Reputation: 1979
I have a regex question.
I have a list of files below.
df <- c("Alilis CELF-4_CF_Data_Entry.xlsx" , "Ana T. CELF-4_CF_Data_Entry.xlsx" , "Ana V. CELF-4_CF_Data_Entry.xlsx","Anita CELF-4_CF_Data_Entry.xlsx")
[1] "Alilis CELF-4_CF_Data_Entry.xlsx" "Ana T. CELF-4_CF_Data_Entry.xlsx" "Ana V. CELF-4_CF_Data_Entry.xlsx" "Anita CELF-4_CF_Data_Entry.xlsx"
I need to extract the name at the beginning of the string but there are a short letter with dot (e.g.
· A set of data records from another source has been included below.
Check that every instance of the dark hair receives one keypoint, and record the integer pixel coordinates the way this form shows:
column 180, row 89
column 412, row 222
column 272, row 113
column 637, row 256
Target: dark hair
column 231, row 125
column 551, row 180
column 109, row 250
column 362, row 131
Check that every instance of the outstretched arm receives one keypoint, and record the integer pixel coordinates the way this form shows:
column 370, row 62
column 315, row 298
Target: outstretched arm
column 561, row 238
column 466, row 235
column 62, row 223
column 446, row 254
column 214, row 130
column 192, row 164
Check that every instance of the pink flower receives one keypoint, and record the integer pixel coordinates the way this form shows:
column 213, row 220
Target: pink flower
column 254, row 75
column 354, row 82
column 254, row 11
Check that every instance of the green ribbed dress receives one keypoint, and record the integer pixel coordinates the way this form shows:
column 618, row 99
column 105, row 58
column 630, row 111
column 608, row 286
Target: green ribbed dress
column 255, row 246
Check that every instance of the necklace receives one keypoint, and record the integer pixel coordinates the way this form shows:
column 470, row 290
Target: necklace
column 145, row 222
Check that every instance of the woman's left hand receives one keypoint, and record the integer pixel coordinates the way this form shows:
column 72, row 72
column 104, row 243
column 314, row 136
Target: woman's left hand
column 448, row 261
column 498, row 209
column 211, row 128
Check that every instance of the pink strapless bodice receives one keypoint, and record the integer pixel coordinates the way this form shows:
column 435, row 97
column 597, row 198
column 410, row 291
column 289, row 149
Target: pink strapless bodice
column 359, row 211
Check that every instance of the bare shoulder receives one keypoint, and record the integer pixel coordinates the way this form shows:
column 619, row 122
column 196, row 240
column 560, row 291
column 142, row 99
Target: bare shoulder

Ana V.
) I was not able to extract the letters.
With the code below,
unique(word(df, 1))
[1] "Alilis" "Ana" "Anita"
How can I get ?
[1] "Alilis" "Ana T." "Ana V." "Anita"
Upvotes: 2
Views: 88
Reputation: 101247
We can try sub
with pattern (\\S+(\\s\\w\\.)?).*
, i.e.,
> sub("(\\S+(\\s\\w\\.)?).*", "\\1", df)
[1] "Alilis" "Ana T." "Ana V." "Anita"
Upvotes: 2
Reputation: 21400
You can also use extract
and positive lokahead:
library(tidyr)
data.frame(df) %>%
extract(df,
into = "Name",
regex = "(.*?)\\sCELF")
Name
1 Alilis
2 Ana T.
3 Ana V.
4 Anita
The regex
part captures anything that is before ...
\\s
: one whitespace character followed by ...CELF
: ... the literal string CELF
Upvotes: 2
Reputation: 41235
Another option assuming you want everything before ' CELF' like this:
df <- c("Alilis CELF-4_CF_Data_Entry.xlsx" , "Ana T. CELF-4_CF_Data_Entry.xlsx" , "Ana V. CELF-4_CF_Data_Entry.xlsx","Anita CELF-4_CF_Data_Entry.xlsx")
library(stringr)
word(df,1,sep = "\\ CELF")
#> [1] "Alilis" "Ana T." "Ana V." "Anita"
Created on 2022-09-23 with reprex v2.0.2
Upvotes: 3
Reputation: 887048
Try with
gsub("^((\\S+)|^(\\w+ [A-Z]\\.))\\s+.*", "\\1", df)
[1] "Alilis" "Ana T." "Ana V." "Anita"
Should also work if there are multiple spaces
> gsub("^((\\S+)|^(\\w+ [A-Z]\\.))\\s+.*", "\\1", c(df, "Allis hello CELF-4_Data_Entry.xlsx"))
[1] "Alilis" "Ana T." "Ana V." "Anita" "Allis"
Upvotes: 4
Reputation: 6489
Try the following code:
sub("\\s+\\S+$", "", df)
[1] "Alilis" "Ana T." "Ana V." "Anita"
Upvotes: 3